Medium: Photographic print
Photograph of the Shwethalyaung Buddha near Pegu (Bago), Burma (Myanmar), from the Archaeological Survey of India Collections: Burma Circle, 1907-13. The photograph was taken by an unknown photographer of the Burma Archaeological Survey.
Bago, the fourth largest city in Burma, is about 80 kms north-east of Rangoon and was once ancient Hanthawadi, the capital of a Mon kingdom. It is said to have been founded in the 6th century by two Mon princes from Thaton, but achieved its greatest prosperity in the later Mon dynastic period of 1369-1539. To Europeans, it was the important seaport of Pegu.

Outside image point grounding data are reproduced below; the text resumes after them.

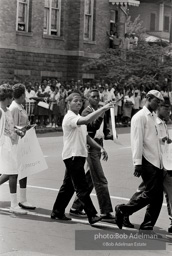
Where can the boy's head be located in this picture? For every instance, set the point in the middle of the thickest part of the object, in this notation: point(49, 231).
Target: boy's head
point(164, 109)
point(74, 101)
point(94, 98)
point(6, 92)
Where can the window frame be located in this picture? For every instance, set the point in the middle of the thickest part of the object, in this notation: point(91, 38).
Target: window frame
point(165, 30)
point(155, 16)
point(91, 15)
point(49, 19)
point(26, 15)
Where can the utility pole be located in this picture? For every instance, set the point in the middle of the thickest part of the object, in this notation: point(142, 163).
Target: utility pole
point(171, 25)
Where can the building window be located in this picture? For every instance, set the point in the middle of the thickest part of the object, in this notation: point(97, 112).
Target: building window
point(52, 17)
point(166, 24)
point(152, 22)
point(22, 23)
point(88, 19)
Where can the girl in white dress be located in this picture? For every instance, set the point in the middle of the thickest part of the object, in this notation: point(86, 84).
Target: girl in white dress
point(20, 118)
point(8, 150)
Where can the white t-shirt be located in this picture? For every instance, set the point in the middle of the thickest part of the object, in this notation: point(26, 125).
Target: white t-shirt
point(74, 137)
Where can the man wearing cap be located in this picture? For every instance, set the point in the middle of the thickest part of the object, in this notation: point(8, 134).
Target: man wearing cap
point(163, 115)
point(147, 161)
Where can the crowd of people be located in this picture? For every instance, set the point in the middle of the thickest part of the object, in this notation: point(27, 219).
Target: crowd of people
point(46, 102)
point(85, 124)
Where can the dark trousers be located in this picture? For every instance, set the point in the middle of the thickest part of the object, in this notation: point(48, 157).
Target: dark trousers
point(151, 196)
point(74, 180)
point(95, 177)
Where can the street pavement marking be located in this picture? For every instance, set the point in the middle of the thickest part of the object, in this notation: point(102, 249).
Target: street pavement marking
point(101, 224)
point(92, 194)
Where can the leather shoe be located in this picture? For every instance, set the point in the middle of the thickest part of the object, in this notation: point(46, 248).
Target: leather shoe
point(77, 213)
point(108, 137)
point(127, 223)
point(170, 229)
point(27, 206)
point(119, 217)
point(94, 219)
point(56, 216)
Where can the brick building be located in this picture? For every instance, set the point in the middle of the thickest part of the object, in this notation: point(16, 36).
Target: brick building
point(53, 38)
point(156, 17)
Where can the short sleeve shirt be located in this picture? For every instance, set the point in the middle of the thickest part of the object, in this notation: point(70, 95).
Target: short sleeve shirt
point(74, 137)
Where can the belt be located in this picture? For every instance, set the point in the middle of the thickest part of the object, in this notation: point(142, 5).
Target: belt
point(99, 140)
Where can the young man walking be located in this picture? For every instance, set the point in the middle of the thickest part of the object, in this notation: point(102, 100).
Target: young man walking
point(147, 161)
point(74, 155)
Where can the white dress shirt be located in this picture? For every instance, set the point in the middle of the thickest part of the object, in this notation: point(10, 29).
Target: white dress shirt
point(74, 137)
point(145, 139)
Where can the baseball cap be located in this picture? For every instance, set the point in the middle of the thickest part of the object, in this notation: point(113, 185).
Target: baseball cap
point(156, 93)
point(166, 102)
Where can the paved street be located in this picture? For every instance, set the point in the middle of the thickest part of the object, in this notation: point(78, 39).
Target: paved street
point(36, 234)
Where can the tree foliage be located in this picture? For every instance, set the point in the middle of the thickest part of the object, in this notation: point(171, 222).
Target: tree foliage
point(145, 65)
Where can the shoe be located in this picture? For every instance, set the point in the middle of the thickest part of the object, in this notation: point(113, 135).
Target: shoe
point(49, 125)
point(27, 206)
point(108, 218)
point(94, 219)
point(76, 213)
point(170, 229)
point(56, 216)
point(119, 217)
point(17, 210)
point(127, 223)
point(109, 137)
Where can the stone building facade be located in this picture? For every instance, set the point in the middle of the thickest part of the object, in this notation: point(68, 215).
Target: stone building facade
point(156, 16)
point(53, 38)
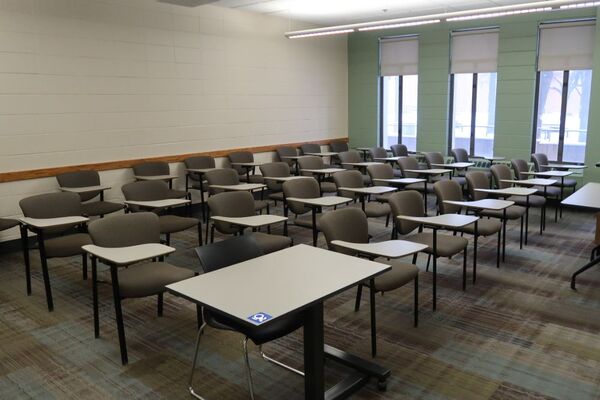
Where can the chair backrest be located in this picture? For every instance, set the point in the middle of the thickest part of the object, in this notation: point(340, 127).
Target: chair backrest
point(80, 179)
point(146, 190)
point(338, 147)
point(279, 169)
point(500, 172)
point(539, 159)
point(222, 254)
point(378, 152)
point(221, 176)
point(410, 203)
point(348, 224)
point(125, 230)
point(51, 205)
point(230, 204)
point(310, 148)
point(399, 150)
point(434, 157)
point(460, 155)
point(303, 188)
point(408, 163)
point(310, 162)
point(240, 156)
point(151, 168)
point(520, 166)
point(448, 190)
point(477, 180)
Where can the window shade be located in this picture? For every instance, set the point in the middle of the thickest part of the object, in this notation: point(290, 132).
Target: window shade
point(566, 46)
point(474, 51)
point(399, 56)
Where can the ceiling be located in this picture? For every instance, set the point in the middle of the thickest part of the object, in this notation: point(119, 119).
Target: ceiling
point(337, 12)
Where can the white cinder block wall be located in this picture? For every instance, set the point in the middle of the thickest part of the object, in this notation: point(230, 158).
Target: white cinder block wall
point(85, 81)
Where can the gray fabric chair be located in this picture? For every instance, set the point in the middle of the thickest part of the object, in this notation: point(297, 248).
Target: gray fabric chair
point(450, 190)
point(56, 242)
point(141, 279)
point(158, 190)
point(241, 204)
point(244, 174)
point(316, 162)
point(353, 179)
point(223, 254)
point(90, 208)
point(399, 150)
point(350, 225)
point(410, 203)
point(154, 168)
point(275, 169)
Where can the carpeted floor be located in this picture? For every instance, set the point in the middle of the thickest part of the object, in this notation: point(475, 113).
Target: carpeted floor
point(519, 333)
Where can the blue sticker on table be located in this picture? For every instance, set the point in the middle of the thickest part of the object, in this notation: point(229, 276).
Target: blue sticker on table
point(259, 318)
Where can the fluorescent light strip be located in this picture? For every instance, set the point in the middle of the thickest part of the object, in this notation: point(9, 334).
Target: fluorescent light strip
point(499, 14)
point(581, 5)
point(325, 33)
point(399, 25)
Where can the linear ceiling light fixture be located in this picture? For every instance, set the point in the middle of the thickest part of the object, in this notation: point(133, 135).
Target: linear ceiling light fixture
point(400, 25)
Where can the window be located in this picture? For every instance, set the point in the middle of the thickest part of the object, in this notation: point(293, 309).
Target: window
point(563, 91)
point(398, 91)
point(473, 91)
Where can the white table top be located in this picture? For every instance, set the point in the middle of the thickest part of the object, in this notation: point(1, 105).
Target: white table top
point(240, 186)
point(432, 171)
point(42, 223)
point(444, 220)
point(370, 189)
point(511, 191)
point(530, 182)
point(323, 154)
point(155, 177)
point(84, 189)
point(484, 204)
point(158, 203)
point(129, 255)
point(558, 174)
point(254, 221)
point(402, 181)
point(454, 165)
point(277, 283)
point(388, 249)
point(323, 170)
point(326, 201)
point(588, 197)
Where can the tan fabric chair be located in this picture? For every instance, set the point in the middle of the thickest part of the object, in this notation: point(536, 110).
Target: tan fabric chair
point(450, 190)
point(410, 203)
point(241, 204)
point(158, 190)
point(350, 225)
point(56, 242)
point(316, 162)
point(353, 179)
point(142, 279)
point(243, 173)
point(82, 178)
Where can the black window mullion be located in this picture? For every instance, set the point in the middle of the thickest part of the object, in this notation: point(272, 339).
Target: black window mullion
point(563, 116)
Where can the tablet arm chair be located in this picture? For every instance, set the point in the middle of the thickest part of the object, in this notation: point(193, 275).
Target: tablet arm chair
point(223, 254)
point(350, 225)
point(140, 279)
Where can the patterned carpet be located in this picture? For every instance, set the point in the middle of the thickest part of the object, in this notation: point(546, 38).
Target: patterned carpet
point(519, 333)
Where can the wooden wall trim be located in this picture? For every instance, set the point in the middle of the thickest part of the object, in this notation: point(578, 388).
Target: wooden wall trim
point(109, 165)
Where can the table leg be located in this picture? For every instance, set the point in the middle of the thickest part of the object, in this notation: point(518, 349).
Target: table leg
point(314, 358)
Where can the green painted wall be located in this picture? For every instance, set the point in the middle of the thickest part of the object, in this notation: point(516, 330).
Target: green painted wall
point(515, 91)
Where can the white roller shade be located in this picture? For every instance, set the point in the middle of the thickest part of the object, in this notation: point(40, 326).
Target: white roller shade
point(566, 46)
point(474, 51)
point(399, 56)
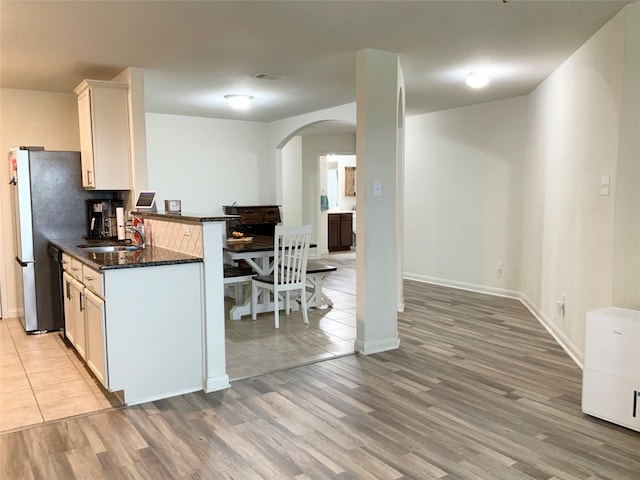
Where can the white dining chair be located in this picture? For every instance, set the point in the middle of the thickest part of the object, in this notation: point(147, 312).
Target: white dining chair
point(290, 255)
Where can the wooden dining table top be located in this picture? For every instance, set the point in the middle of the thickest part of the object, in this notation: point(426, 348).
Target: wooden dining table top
point(260, 243)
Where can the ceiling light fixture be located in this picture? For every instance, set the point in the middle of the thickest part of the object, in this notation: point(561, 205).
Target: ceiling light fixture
point(239, 102)
point(477, 80)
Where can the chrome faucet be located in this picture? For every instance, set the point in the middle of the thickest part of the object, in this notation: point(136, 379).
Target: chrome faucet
point(140, 231)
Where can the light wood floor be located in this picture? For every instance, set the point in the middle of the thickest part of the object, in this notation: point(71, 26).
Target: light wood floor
point(477, 390)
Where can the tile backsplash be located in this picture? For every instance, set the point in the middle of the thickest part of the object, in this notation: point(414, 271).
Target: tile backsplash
point(176, 236)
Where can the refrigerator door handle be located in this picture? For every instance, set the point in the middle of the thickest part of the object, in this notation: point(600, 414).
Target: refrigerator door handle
point(23, 264)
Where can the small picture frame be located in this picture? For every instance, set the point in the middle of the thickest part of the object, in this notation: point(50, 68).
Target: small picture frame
point(173, 206)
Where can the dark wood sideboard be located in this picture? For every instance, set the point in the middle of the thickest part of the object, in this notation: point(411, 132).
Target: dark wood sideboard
point(255, 219)
point(340, 231)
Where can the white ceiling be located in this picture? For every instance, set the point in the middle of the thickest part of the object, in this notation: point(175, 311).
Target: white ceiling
point(194, 53)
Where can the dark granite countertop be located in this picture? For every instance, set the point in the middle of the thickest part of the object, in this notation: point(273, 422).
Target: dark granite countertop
point(186, 217)
point(149, 256)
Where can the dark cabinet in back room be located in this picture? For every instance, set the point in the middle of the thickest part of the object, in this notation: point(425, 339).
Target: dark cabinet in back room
point(340, 231)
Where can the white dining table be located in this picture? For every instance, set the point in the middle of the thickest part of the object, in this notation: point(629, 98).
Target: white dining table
point(258, 254)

Today little remains of its regal past.
Outside the city is a great image of the reclining Buddha (Shwethalyaung), 54 m long and originally sculpted in the 10th century. The image is 16 ms high and is housed in a spacious iron tazaung or hall. The huge Buddha in relaxed mode was originally built of brick and stucco but deteriorated and was almost lost after the ravaging of Bago in 1757 by King Alaungpaya who desired to vanquish the resurgent Mon. Hidden by jungle, it was accidentally discovered in the 1880s during the British construction of the railways. It was restored and a Calcutta engineering company built the tazaung that shelters it.